31 de mayo de 2006

Generaciones

Lucius Dimas cavó con sus propias manos en la tierra seca. Arañó la rústica superficie cubierta de piedras, compacto caparazón de lajas astilladas, sin hacerle caso al dolor punzante, ni a los colgajos de piel en sus dedos. Cavó incansable durante años incontables, hasta que descubrió el rostro de su padre. Con un esfuerzo final retiró el material que lo cubría desde hacía tanto tiempo y se derrumbó en un rincón del foso.
Jerónimo Dimas abrió los ojos y se dio la vuelta, se puso sobre sus rodillas, ignoró el cuerpo inerte de su hijo y comenzó a cavar. Utilizó sus dedos como arado y abrió surcos cada vez más profundos en el lecho de aquel agujero. No reparó en los días y las noches que se sucedían interminables a su alrededor. Cavó hasta que su carne no fue más que un pedazo de materia inanimada y sus brazos crispados se agitaban sin control. Su útimo aliento se difundió trémulo, pero apremiante, en cinco centímetros de suelo y estremeció un pensamiento postrero de su padre: Zacarías, abuelo de Lucius, y lo trajo a la conciencia y a la sensación perentoria de una tarea por cumplir.

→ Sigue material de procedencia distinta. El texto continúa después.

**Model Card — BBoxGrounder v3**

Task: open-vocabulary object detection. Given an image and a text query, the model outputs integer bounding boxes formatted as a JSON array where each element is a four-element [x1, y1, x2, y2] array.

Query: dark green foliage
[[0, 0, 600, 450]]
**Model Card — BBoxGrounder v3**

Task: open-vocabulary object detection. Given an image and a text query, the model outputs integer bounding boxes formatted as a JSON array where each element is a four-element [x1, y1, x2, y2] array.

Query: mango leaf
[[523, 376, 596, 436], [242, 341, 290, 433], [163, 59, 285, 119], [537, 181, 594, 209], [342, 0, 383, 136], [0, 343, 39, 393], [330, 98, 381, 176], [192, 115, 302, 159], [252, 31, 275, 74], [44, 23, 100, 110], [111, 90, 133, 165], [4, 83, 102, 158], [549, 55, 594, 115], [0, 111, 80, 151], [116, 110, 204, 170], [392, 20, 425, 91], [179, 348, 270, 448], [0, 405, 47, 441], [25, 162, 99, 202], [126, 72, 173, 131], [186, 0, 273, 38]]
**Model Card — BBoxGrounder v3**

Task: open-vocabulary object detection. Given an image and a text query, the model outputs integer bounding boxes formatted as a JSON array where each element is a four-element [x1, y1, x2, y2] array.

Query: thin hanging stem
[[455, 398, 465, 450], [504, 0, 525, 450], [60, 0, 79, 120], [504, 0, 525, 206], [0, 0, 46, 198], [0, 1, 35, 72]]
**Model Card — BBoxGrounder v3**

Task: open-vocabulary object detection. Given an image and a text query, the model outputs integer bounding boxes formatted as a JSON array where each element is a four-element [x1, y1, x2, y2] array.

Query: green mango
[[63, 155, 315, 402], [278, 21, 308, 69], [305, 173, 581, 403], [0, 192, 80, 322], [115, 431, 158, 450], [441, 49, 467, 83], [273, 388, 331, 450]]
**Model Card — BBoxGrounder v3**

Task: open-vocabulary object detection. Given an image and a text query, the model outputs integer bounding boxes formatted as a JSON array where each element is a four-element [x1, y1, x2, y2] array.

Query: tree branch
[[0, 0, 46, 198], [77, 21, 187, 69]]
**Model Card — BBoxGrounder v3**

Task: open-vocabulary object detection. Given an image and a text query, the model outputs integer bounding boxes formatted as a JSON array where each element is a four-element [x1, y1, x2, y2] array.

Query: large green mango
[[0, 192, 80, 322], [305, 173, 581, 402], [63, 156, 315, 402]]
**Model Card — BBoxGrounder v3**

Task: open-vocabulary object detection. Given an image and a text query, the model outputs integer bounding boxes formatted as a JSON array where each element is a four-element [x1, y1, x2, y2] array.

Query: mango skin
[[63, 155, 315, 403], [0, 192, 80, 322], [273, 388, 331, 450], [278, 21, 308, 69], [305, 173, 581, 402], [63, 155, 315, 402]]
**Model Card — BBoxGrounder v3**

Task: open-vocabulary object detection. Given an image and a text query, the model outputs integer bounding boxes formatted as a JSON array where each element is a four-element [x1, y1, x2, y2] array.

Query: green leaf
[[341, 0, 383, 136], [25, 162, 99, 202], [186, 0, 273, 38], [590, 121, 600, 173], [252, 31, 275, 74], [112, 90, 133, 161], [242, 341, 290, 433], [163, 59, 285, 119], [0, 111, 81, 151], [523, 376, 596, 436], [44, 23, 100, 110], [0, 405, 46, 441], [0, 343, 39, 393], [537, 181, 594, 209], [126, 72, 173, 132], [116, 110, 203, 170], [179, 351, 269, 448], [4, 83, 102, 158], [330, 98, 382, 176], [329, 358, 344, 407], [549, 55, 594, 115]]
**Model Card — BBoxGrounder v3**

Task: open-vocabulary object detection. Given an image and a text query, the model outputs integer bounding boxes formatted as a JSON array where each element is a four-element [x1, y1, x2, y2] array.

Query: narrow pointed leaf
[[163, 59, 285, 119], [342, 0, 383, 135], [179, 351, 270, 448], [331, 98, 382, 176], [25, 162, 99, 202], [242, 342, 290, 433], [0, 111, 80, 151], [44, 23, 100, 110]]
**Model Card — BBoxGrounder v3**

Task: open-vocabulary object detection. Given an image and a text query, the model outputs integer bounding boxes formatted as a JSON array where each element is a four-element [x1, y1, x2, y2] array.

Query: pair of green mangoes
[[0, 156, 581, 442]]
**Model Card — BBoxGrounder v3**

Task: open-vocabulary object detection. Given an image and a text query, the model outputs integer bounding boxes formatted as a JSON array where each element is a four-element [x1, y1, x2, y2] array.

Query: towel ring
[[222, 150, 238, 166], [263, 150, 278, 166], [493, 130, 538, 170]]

Zacarías apartó el cuerpo de su hijo y empezó a cavar con frenesí. Al final de un tiempo indefinido desenterró a Jonás; eventualmente éste a su vez a Eneas y luego éste a Tomás... Secuencia inversa casi infinita de hijo a padre, de padre a abuelo, de abuelo a bisabuelo... hasta el origen de la genealogía. Excavando con las manos sangrantes en aquella tierra inhóspita hasta completar el ciclo, una y otra vez.
Solitaria tarea la de los condenados en la antigua meseta de Leng.